Halime ERDOĞAN / GÜNDEME BAKIŞ - Bayraklı Belediye Başkanı Serdar Sandal, İzmir Depremzedeleri Dayanışma Derneği (İZDEDA) üyeleri, meclis üyeleri ve muhtarlarla bir araya gelerek, gündeme getirdiği "Rezerv alanda arsa satışı yapılıyor" iddialarına yöneliK açıklamalarda bulundu. Sandal, satışların belgelerini kamuoyuyla paylaştı.

“ÖYLE YAĞMA YOK, BU ALAN DEPREMZEDENİNDİR”

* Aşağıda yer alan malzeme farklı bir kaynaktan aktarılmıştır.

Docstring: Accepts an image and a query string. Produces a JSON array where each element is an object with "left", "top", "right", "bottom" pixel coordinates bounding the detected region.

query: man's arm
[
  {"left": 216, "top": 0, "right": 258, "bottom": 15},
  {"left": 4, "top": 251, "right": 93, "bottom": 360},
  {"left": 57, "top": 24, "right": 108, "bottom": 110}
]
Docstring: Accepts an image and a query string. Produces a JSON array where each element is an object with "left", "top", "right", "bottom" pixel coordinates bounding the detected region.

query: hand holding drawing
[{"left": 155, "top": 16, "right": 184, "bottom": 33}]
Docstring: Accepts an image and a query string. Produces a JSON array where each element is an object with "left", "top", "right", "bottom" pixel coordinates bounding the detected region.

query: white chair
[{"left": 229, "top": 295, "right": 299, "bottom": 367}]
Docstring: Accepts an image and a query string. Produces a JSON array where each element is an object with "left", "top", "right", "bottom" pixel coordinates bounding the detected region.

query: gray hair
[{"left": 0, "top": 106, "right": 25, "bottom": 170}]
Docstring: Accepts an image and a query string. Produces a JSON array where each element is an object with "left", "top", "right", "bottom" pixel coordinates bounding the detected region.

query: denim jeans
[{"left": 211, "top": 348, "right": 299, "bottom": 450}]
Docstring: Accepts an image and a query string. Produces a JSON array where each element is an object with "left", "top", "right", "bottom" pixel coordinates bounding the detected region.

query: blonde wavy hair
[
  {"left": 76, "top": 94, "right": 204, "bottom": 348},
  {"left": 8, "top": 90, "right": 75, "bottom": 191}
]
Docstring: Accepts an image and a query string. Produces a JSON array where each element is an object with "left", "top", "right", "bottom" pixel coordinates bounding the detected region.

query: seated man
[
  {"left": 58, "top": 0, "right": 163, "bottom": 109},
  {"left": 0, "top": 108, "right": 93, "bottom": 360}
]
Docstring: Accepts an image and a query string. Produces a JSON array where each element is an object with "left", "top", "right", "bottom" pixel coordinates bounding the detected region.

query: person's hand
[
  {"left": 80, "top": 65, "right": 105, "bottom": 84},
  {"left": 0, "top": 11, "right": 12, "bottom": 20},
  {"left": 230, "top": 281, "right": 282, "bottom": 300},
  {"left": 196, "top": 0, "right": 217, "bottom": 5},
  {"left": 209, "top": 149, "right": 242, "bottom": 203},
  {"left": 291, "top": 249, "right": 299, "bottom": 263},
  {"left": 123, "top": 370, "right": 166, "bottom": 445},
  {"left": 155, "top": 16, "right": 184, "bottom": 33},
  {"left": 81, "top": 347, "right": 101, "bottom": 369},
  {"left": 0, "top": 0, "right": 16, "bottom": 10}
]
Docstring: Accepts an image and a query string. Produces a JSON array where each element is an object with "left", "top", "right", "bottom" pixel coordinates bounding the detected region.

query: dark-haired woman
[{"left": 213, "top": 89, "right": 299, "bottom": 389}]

Başkan Sandal, rezerv alanlarının oldukça yüksek bir maliyete satıldığını belirtti. Sandal, “Bir süre önce rezerv alanından TOKİ arsa satıyor dedik ve tüm arkadaşlar buna el birliği ile hayır dedi. Sonra biz ilgili evrakları gösterdik 18 milyondan 43 milyona çıkan bir bedel ile yeni kurulan bir şirkete satılıyor. Oradaki 2 bin metrekarelik bir alan 6-7 daire parası demek ve hepimiz Bayraklı’daki rayiç bedellerini biliyoruz. Bize de bir yazı gönderilmiştir ve 'satış gerçekleşmiştir,  iş ve işlemeler  mevzuata uygun yürütüldü' diyor.Nasıl ki sizin işleriniz mevzuata uygunsa Bayraklı Belediyesi’de iş ve işleyişleri mevzuata uygun yapacaktır, öyle yağma yok. O alan depremzedeye ait.  Bayraklı’ya yapılan yatırım 30 milyon enkaz dahil. 205 milyonluk bir satış daha var ayın 5’te. Bize gelen yatırım 30 milyon ama satış 200 milyon üzerinde” diye konuştu. 

“SİZİN DEPREMZEDEYE BAKTIĞINIZ GİBİ BAKMADIK”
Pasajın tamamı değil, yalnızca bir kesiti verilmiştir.